Faut-il aller jusqu’à permettre à la police de bloquer d’elle-même les sites internet qu’elle estime être illégaux, ou d’obtenir sans contrôle le déréférencement de contenus ? Déjà investi du pouvoir de demander aux intermédiaires techniques la censure de pages ou de contenus sans passer par la justice, le ministère de l’Intérieur souhaiterait désormais automatiser certaines procédures.
« Le premier chantier, c’est l’automatisation des mesures de blocage et de déréférencement », a ainsi confié le capitaine de Gendarmerie Julien Gauthier, chef de la plateforme Pharos (Internet-Signalement.gouv.fr), dans une interview au journal L’Essor de la gendarmerie nationale. « On a encore besoin de faire évoluer les techniques pour que la procédure soit simplifiée », explique-t-il.
Actuellement, la loi pour la confiance dans l’économie numérique (LCEN) impose aux hébergeurs et éditeurs de services en ligne de retirer et « d’informer promptement les autorités publiques compétentes de toutes activités illicites qui leur seraient signalées », lorsqu’elles relèvent des catégories suivantes :
- Apologie des crimes contre l’humanité
- Apologie ou provocation à la commission d’actes de terrorisme
- Incitation à la haine raciale, à la haine à l’égard de personnes à raison de leur sexe, de leur orientation ou identité sexuelle ou de leur handicap
- Pédopornographie
- Incitation à la violence, notamment l’incitation aux violences faites aux femmes
- Atteintes à la dignité humaine
Mais la plateforme Pharos peut elle-même recevoir des signalements en direct, et les faire remonter aux plateformes pour qu’elles retirent l’accès à ces contenus. Par ailleurs pour les contenus pédopornographies ou d’apologie du terrorisme, la loi autorise l’Office central de lutte contre la criminalité liée aux technologies de l’information et de la communication (OCLCTIC), qui gère Pharos, à transmettre d’elle-même aux FAI et aux moteurs de recherche la liste des sites à bloquer et à déréférencer. C’est au moins cette procédure que les services cherchent à automatiser.
Empêcher la mise en ligne de certains contenus
Celle-ci permettra aussi de s’assurer préventivement que certains contenus connus mais non encore publics atterrissent sur les plateformes les plus populaires.
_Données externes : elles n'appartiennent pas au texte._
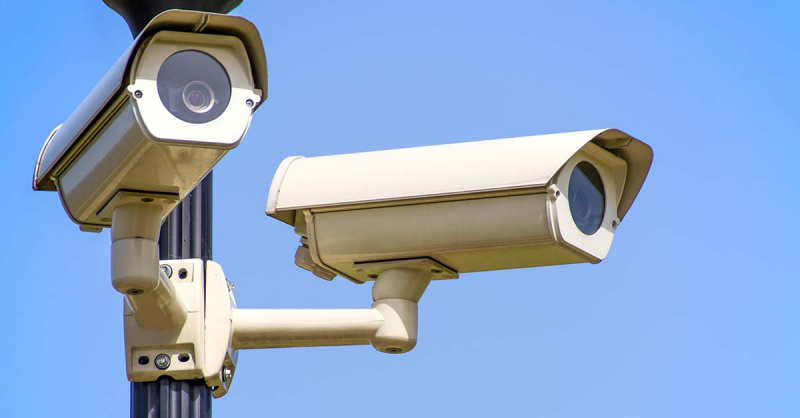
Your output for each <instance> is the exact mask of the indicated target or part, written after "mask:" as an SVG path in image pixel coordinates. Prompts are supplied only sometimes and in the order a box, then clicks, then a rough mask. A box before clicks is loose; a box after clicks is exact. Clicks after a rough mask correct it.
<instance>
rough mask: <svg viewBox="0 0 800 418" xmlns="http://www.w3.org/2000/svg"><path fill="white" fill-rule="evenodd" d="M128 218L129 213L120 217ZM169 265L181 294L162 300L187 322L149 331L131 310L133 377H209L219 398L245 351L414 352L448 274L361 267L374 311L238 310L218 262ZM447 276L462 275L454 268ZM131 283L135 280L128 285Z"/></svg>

Le capitaine de gendarmerie raconte ainsi que lorsque la vidéo de décapitation de Hervé Gourdel leur a été signalée, ils ont pu faire aussitôt le nécessaire pour qu’elle n’apparaisse jamais :
Notre rôle est d’essayer de couper un maximum de liens de diffusion. Maintenant, il ne faut pas oublier que quand un lien est véhiculé sur Internet, il circule tellement qu’il est difficile d’en supprimer toute trace. Un cas typique, c’est par exemple la décapitation du français Hervé Gourdel en Algérie. Dès lors que nous avons été saisis de cette vidéo, nous avons coupés, de manière anticipée, les liens de diffusion de cette vidéo sur les sites communautaires de type YouTube, Dailymotion, Wat.tv,…Par conséquent, cette vidéo n’a jamais pu paraître sur les grands canaux. Le but c’est que l’utilisateur lambda ne puisse pas tomber sur ce type de contenu de manière involontaire, notamment sur des médias de diffusion classique.
Chaque semaine, les policiers et gendarmes de la plateforme Pharos reçoivent entre 3 000 et 3 500 signalements. Environ la moitié est effectivement traitée après validation du caractère illicite du contenu dénoncé. Mais seule une toute petite part fait l’objet de poursuites pénales. Ainsi en 2014, sur 140 000 signalements reçus, 500 ont fait l’objet de procédures judiciaires.